Las causas son complejas. Todos, sin embargo, giran en torno a la cocaína.

Las pandillas asistidas por cárteles luchan por el control de las calles, las prisiones y las rutas de drogas hacia el Pacífico. La disminución de las arcas estatales, las luchas políticas internas, la corrupción y las deudas vertiginosas crearon brechas de financiación en los programas sociales y de aplicación de la ley. La pandemia de COVID-19 convirtió a niños hambrientos y adultos desempleados en reclutas fáciles para los grupos criminales.

Los delincuentes exigen cada vez más pagos de las empresas y califican la tarifa de «vacuna» (vacuna), como inmunidad contra el delito.

“El COVID vino y se fue y nos dejó vacunas, pero otro tipo de vacunas”, dijo Holbach Muñeton, presidente de la Federación Nacional de Cámaras Provinciales de Turismo de Ecuador.

Ir de compras y cenar es una experiencia diferente en estos días.
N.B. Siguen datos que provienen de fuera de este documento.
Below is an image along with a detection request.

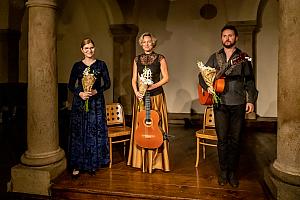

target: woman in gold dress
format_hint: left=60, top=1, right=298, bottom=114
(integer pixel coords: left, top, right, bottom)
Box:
left=127, top=32, right=170, bottom=173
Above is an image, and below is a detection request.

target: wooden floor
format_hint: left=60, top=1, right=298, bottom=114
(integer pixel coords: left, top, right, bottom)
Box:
left=52, top=124, right=276, bottom=200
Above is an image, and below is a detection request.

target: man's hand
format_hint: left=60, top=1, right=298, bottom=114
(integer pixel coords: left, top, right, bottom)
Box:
left=246, top=103, right=254, bottom=113
left=207, top=86, right=215, bottom=94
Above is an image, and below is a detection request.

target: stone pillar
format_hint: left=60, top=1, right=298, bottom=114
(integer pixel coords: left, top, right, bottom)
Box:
left=228, top=21, right=257, bottom=119
left=9, top=0, right=66, bottom=195
left=110, top=24, right=138, bottom=114
left=265, top=0, right=300, bottom=200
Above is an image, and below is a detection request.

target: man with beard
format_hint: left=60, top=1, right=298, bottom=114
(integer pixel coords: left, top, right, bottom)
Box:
left=199, top=25, right=258, bottom=187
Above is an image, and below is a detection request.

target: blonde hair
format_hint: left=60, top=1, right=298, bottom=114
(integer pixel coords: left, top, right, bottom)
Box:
left=139, top=32, right=157, bottom=48
left=80, top=38, right=95, bottom=48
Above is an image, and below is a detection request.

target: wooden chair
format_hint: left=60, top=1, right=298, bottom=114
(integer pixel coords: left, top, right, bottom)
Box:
left=106, top=103, right=131, bottom=168
left=195, top=106, right=218, bottom=167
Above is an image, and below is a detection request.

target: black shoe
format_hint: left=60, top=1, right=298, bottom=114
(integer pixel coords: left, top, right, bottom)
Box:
left=218, top=171, right=227, bottom=186
left=228, top=172, right=239, bottom=188
left=72, top=169, right=80, bottom=179
left=89, top=170, right=96, bottom=176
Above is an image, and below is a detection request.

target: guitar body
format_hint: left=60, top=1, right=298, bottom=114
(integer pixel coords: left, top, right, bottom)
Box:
left=134, top=92, right=163, bottom=149
left=134, top=110, right=163, bottom=149
left=198, top=77, right=225, bottom=105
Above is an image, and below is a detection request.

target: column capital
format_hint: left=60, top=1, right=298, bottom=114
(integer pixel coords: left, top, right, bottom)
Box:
left=26, top=0, right=57, bottom=8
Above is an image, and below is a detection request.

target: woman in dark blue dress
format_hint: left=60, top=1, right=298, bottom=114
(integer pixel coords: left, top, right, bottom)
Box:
left=68, top=38, right=110, bottom=177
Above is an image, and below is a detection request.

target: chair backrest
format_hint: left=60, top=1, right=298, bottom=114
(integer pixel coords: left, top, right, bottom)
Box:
left=203, top=106, right=215, bottom=129
left=106, top=103, right=125, bottom=126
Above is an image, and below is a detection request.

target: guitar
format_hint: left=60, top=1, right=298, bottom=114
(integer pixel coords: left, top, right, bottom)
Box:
left=198, top=52, right=251, bottom=105
left=134, top=91, right=163, bottom=149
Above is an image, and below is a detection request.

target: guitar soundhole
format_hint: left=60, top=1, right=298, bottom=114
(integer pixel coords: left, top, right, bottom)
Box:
left=145, top=119, right=152, bottom=125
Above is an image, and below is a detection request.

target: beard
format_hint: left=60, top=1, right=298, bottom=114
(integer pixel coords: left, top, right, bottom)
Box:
left=223, top=41, right=236, bottom=49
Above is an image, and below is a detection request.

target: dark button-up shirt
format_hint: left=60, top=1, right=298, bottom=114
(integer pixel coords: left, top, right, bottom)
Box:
left=198, top=48, right=258, bottom=105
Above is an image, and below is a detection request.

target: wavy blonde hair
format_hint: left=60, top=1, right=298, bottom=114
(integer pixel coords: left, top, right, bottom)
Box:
left=139, top=32, right=157, bottom=48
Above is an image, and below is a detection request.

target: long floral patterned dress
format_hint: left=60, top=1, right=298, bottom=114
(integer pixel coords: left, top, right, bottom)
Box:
left=68, top=60, right=110, bottom=172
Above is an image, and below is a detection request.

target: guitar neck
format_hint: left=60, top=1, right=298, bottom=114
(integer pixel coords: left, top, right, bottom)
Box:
left=145, top=91, right=151, bottom=122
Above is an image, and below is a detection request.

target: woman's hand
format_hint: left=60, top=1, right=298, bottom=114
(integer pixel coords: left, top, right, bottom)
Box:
left=79, top=92, right=93, bottom=100
left=246, top=103, right=254, bottom=113
left=134, top=91, right=144, bottom=100
left=147, top=84, right=156, bottom=90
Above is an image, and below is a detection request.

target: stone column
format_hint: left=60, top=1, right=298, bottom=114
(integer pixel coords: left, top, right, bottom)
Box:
left=228, top=21, right=257, bottom=119
left=110, top=24, right=138, bottom=114
left=10, top=0, right=66, bottom=195
left=0, top=29, right=20, bottom=83
left=265, top=0, right=300, bottom=200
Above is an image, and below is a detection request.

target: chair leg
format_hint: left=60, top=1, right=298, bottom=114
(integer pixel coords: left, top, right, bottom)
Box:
left=195, top=138, right=200, bottom=167
left=109, top=137, right=112, bottom=168
left=123, top=142, right=126, bottom=158
left=202, top=140, right=206, bottom=160
left=148, top=149, right=153, bottom=174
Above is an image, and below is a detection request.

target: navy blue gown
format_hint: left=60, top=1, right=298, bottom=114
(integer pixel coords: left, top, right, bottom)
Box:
left=68, top=60, right=110, bottom=171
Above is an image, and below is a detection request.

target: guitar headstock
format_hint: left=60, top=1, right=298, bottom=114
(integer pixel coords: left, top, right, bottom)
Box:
left=230, top=52, right=252, bottom=65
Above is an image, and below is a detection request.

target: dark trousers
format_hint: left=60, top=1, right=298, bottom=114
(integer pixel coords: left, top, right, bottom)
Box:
left=214, top=104, right=246, bottom=172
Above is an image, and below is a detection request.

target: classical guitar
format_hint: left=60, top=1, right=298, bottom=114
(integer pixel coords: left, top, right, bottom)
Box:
left=198, top=53, right=251, bottom=105
left=134, top=91, right=163, bottom=149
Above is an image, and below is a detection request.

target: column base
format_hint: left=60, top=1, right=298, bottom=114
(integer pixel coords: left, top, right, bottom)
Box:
left=264, top=165, right=300, bottom=200
left=245, top=112, right=256, bottom=119
left=7, top=158, right=67, bottom=196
Las tiendas de conveniencia, autopartes y farmacias cuentan con rejas de metal de piso a techo que impiden el ingreso de clientes desde la acera. Los centros comerciales tienen detectores de metales en las entradas. Los bares y restaurantes que sobrevivieron a la pandemia tienen menos mesas y cierran temprano.

Los informes de robos se han disparado. Datos de la Policía Nacional muestran que el año pasado se reportaron 31.485 casos, unos 11.000 más que en 2020.

García, el empacador de camarones de 26 años, ha sido asaltado dos veces este año. Los ladrones en Guayaquil le robaron el teléfono una vez durante su viaje matutino. En otra ocasión, le robaron después de salir a tomar un par de tragos.

El dueño del restaurante, Carlos Barrezueta, dijo que hay lugares en Guayaquil donde las ventas han bajado a una décima parte de lo que eran antes.

Las autoridades ecuatorianas atribuyen la violencia sin precedentes a un vacío de poder provocado por el asesinato en diciembre de 2020 de Jorge Zambrano, alias “Rasquiña” o “JL”, líder de Los Choneros. Fundado en la década de 1990, el grupo es la pandilla más grande y temida del país. Los miembros llevan a cabo sicariato, realizan operaciones de extorsión, mueven y venden drogas, y son la ley dentro de las prisiones.